Along the same lines, the report also acknowledges and emphasizes the need for African actors to shoulder the lion’s share of the burden for funding AU peace missions. The report argues that it is not clear how African ownership can be retained if the AU is seeking funds from others.

This report not only foregrounds the primacy of the political but also in the report the primacy of the political runs across the report and becomes the golden thread that ties the various parts of the report together. Thus, political strategies are made to define the funding needs and mechanisms of AU peace missions and not the other way round. Again, armed operations should be led by and serve political strategies and hence should not be pursued in isolation and in a political vacuum. Similarly, even for protection of civilians, for effective protection emphasis is put more on the political process than the military and security mechanisms.

The report also stands out in other ways as well. It identified the important areas of strength of AU’s politics of peace and its experience thus far, which need to be prioritized and further enhanced. These include its capabilities and norms, articulation of political strategies and goals and some areas of peace support operations for which the UN lacks comparative advantages.
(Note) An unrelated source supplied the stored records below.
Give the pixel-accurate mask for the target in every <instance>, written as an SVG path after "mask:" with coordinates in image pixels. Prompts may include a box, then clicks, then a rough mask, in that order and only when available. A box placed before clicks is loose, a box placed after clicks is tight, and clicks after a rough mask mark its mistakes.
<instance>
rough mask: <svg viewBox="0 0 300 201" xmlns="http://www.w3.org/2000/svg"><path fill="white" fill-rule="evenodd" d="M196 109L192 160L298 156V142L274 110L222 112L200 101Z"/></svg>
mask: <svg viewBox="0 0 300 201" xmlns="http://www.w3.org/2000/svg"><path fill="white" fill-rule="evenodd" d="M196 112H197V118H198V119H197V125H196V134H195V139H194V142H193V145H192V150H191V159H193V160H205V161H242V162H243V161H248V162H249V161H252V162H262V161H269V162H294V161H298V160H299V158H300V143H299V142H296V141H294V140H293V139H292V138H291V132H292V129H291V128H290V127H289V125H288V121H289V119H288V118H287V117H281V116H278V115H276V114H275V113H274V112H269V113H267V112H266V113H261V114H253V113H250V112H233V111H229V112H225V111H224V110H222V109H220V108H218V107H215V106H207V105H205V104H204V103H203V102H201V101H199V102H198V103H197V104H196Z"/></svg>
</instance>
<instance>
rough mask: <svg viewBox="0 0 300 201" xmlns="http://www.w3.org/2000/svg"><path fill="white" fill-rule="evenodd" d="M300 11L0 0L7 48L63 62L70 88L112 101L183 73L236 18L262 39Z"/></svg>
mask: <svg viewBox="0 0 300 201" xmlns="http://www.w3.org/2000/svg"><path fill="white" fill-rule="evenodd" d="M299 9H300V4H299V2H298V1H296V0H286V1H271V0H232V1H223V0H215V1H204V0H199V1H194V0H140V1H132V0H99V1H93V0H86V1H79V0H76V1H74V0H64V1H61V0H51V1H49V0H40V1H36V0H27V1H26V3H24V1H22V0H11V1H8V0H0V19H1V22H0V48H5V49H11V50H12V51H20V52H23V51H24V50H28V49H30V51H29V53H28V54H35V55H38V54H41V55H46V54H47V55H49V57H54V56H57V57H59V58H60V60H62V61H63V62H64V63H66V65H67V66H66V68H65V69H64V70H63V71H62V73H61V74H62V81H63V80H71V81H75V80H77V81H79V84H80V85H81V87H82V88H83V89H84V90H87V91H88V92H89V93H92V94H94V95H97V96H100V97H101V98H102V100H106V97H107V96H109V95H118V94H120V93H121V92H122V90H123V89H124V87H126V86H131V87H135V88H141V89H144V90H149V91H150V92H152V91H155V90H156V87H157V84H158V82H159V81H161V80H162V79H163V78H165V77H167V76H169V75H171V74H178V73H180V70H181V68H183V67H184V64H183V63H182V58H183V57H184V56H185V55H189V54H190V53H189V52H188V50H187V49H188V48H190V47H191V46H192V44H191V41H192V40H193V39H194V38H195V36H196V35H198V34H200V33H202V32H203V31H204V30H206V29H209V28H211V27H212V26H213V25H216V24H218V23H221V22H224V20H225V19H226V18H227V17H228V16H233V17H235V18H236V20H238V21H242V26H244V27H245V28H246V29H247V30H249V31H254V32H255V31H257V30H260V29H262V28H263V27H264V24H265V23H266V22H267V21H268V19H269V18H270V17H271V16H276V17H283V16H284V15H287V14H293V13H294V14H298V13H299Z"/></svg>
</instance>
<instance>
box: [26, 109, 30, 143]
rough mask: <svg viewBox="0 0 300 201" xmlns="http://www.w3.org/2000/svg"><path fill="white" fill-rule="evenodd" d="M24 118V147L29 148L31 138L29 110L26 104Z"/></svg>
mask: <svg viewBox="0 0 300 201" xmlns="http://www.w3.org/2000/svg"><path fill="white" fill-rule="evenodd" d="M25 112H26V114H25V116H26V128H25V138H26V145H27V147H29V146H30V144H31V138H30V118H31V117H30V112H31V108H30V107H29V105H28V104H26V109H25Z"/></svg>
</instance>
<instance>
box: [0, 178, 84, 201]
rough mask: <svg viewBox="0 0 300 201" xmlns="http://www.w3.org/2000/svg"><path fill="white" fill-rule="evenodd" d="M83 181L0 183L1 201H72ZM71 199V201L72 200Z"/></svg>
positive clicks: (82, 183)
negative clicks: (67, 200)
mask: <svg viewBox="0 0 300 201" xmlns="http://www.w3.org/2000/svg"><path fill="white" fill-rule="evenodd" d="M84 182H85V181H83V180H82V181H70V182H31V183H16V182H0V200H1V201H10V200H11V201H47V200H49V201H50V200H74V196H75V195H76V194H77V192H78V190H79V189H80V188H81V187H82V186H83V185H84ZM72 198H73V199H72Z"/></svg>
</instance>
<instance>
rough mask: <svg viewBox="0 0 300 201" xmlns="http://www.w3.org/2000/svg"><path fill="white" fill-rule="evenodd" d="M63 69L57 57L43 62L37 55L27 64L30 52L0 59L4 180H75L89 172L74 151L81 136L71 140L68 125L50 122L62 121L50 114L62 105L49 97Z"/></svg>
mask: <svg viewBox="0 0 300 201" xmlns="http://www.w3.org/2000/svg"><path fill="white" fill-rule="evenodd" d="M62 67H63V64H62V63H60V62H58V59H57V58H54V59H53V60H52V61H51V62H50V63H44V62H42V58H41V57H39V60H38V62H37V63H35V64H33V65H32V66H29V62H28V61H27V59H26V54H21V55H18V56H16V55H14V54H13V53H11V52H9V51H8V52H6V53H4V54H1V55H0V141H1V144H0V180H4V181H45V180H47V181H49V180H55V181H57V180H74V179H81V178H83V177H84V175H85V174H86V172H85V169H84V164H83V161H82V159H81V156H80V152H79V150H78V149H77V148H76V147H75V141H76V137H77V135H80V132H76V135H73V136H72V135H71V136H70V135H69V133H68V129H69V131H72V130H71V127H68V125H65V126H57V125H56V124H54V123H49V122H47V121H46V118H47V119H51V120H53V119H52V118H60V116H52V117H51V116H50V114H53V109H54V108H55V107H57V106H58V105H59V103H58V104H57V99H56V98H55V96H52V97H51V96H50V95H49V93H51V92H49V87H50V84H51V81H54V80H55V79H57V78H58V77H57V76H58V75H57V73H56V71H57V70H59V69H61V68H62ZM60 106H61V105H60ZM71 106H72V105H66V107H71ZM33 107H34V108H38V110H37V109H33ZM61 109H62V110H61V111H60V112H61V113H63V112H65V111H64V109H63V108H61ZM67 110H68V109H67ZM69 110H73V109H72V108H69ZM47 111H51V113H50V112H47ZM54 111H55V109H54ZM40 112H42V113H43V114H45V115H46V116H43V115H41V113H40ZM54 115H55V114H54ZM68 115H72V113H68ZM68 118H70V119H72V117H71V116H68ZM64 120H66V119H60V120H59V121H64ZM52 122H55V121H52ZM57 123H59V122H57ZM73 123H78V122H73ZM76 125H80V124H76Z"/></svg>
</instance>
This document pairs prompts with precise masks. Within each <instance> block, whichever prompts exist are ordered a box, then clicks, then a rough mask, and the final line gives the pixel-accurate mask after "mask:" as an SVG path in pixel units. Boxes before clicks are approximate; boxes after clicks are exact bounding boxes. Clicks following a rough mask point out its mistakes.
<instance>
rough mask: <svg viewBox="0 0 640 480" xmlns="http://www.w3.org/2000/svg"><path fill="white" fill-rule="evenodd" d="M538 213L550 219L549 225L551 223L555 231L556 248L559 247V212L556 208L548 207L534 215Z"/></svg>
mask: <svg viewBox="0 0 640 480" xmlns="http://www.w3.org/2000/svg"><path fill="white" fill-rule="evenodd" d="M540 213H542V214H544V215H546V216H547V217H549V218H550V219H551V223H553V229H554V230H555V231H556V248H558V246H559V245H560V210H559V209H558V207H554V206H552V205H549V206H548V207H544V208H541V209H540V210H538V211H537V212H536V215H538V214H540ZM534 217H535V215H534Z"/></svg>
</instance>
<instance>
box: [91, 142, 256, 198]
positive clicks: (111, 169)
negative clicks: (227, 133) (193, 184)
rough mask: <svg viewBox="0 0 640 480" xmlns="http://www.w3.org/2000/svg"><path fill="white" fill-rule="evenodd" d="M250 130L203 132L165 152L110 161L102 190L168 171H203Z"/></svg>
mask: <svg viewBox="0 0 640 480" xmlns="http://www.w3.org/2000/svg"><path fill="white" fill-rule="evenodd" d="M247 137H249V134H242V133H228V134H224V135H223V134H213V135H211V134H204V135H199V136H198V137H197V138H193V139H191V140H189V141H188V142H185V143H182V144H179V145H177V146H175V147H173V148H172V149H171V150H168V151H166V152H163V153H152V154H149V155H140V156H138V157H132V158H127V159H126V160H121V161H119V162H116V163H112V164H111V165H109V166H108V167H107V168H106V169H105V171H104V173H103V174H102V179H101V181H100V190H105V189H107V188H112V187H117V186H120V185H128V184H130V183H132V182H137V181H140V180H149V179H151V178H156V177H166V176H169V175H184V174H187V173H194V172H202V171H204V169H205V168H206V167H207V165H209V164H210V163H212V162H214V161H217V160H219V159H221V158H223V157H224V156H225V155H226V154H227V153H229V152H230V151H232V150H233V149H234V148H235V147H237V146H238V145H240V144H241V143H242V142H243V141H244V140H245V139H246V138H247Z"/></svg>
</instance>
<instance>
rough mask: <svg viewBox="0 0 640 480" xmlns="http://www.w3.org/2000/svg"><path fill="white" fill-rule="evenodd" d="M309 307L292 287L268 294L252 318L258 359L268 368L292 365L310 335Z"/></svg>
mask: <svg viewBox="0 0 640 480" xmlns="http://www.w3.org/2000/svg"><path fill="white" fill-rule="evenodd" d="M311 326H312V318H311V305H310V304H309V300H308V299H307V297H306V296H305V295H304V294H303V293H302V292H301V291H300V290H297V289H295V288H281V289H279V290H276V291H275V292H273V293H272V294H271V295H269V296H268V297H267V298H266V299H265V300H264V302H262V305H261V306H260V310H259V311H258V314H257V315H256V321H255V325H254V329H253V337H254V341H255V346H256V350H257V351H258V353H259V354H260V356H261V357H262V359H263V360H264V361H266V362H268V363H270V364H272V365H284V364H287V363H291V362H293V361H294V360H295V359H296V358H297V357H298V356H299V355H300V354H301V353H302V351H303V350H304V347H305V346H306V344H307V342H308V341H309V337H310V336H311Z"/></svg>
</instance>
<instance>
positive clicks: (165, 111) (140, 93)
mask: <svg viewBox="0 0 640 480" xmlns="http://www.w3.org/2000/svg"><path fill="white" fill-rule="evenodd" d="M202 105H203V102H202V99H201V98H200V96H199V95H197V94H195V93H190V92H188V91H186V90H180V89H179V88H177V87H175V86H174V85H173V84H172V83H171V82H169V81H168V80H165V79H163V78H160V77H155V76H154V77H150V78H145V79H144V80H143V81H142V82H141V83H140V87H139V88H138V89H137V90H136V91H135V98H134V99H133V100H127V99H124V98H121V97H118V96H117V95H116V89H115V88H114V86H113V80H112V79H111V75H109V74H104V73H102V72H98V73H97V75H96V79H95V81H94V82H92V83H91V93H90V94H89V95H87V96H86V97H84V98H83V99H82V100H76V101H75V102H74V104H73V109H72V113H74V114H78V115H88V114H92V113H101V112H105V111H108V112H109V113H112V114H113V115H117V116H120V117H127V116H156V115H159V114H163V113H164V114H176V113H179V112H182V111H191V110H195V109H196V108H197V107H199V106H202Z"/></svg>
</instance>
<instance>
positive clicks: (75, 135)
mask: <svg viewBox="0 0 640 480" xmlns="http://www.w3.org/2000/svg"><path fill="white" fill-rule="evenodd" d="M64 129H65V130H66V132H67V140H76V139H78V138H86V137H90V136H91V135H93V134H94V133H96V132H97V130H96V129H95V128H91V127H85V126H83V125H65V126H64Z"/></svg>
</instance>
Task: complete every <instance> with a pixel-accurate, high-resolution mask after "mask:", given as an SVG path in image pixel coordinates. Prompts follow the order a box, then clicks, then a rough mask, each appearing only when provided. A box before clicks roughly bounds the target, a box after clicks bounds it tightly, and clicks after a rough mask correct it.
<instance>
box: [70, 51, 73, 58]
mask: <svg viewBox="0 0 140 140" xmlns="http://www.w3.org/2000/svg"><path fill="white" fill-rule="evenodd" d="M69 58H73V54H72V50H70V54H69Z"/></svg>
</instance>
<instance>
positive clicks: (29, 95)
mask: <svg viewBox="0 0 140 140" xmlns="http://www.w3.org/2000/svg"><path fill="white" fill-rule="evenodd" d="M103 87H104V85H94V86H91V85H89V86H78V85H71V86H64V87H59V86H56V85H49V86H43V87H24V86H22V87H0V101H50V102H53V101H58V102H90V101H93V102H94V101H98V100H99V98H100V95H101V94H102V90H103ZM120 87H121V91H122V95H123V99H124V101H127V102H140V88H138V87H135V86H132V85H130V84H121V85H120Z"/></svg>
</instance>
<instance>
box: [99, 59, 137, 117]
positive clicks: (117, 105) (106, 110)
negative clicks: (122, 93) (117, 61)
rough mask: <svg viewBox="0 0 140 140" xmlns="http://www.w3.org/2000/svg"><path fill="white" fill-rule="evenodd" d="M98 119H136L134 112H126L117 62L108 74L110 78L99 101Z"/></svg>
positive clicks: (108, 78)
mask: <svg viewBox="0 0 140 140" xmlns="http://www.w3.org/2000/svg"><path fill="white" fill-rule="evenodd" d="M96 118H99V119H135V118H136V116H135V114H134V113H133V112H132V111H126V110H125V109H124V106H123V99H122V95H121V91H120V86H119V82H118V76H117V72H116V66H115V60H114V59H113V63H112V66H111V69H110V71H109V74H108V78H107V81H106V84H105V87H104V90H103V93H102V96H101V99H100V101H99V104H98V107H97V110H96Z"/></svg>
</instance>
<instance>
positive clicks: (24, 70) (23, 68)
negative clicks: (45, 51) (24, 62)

Similarly, the report also highlights some of the areas of challenges or gaps in AU’s exiting approach to peace missions. These include challenges surrounding AU-RECs relationships, the extra-African dimensions of African security challenges, the synergy and interplay between the African Governance Architecture (AGA) and the African Peace and Security Architecture (APSA).

With respect to the African Standby Force (ASF), its most useful contribution is its call for drawing clear demarcation between peace enforcement, expected to be principally implemented by coalitions of the willing, and other forms of peace support operations for which the AU assumes full responsibility. Given the past 14 years experience of the AU in this area, the report also identified the themes that should be addressed in the separate doctrines that should be articulated to peace enforcement operations and other forms of peace support operations.

While there could be issues with particular subjects in the report, there are two general issues I observed on the report. First, the report rightly pointed out that the challenge facing the AU primarily is implementing of existing commitments. In this regard it makes the profound observation that a ‘major part of the implementation challenge is ensuring that the officials and staff entrusted with the continent’s peace and security agenda are fully cognizant of their responsibilities and capabilities. Equally important is the domestication and integration of these commitments into national governance and foreign and security processes of AU member states’. Despite noting these as major challenges, the report does not offer how this can be addressed and what the implications of these challenges are for AU’s peace missions.

The relationships between AU peace missions and international peace and security is another area. Here, while the report duly acknowledges the interface between the two and rightly identified relationships as one important component of Africa’s politics of peace, in its discussion on burden sharing it paid little attention to the price that African troops pay in lives and limbs and the resultant responsibility that this gives rise to on the international community including in financing AU peace missions authorized by the UN Security Council.